Ameliorative effect of bee venom and extracted bradykinin-potentiating factor on neurological alteration induced by acrylamide and chips administration.

Background: Acrylamide is reported for its toxicity on the central and the peripheral nervous system and causes paralysis. Bee venom (BV) and bradykinin-potentiating factor (BPF) have been documented for their potential therapeutic effects as anti-neuroinflammation. The study aimed to ameliorate the neurotoxic effects of acrylamide or chips by using BV or its extracted BPF. Mice were divided into 15 subgroups: control (G1.1, G1.2, G1.3) at 30, 45, and 60 days, respectively; acrylamide- (10 mg/kg b.w.; orally daily) administered subgroup for 30 days (G2.1), 45 days (G2.2), and 60 days (G2.3); chips feeding group (1/3 of daily diet) for 30 days (G3.1), 45 days (G3.2), and 60 days (G3.3); bee venom-treated group for 60 days (1.319 mg/kg b.w.) (G4.1); BPF-treated group for 60 days (2.314 mg/kg b.w.) (G4.2), day after the other day; and acrylamide- or chips-administered groups combined either with BV (G5.1, G6.1) or BPF treatment (G5.2, G6.2) for 60 days.

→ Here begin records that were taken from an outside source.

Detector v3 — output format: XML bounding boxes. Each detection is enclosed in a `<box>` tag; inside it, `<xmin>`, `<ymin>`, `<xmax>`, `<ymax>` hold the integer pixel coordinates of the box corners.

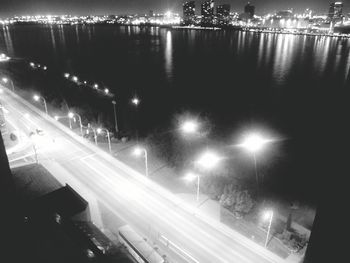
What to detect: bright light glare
<box><xmin>183</xmin><ymin>172</ymin><xmax>199</xmax><ymax>182</ymax></box>
<box><xmin>263</xmin><ymin>210</ymin><xmax>273</xmax><ymax>221</ymax></box>
<box><xmin>133</xmin><ymin>147</ymin><xmax>145</xmax><ymax>156</ymax></box>
<box><xmin>240</xmin><ymin>133</ymin><xmax>269</xmax><ymax>153</ymax></box>
<box><xmin>131</xmin><ymin>97</ymin><xmax>140</xmax><ymax>106</ymax></box>
<box><xmin>197</xmin><ymin>151</ymin><xmax>220</xmax><ymax>169</ymax></box>
<box><xmin>181</xmin><ymin>120</ymin><xmax>198</xmax><ymax>133</ymax></box>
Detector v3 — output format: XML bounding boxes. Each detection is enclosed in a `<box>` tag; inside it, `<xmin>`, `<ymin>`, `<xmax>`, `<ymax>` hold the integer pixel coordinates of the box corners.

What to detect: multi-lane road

Results: The results indicated that the approximate LD50 for BV and BPF equal to 13.19 mg/kg and 23.14 mg/kg, respectively, and the extracted BPF contains 15 amino acids. Also, the results showed abnormal gait in mice of acrylamide-administered groups which was accompanied by histopathological changes in the hippocampus, cerebellum, and cerebral cortex. A marked gradual increase of alpha-synuclein expression was noted at the studied region in the acrylamide- and chips-treated groups at 60 days of treatment as compared to control. Both BV- and BPF-treated groups either separately or in co-administration with acrylamide or with chips did not show any histopathological changes in the studied regions with downregulated expression of alpha-synuclein.

Conclusion: The study concluded the neuroprotective effect of BV and its extracted BPF against neurotoxicity induced by acrylamide or chips administration.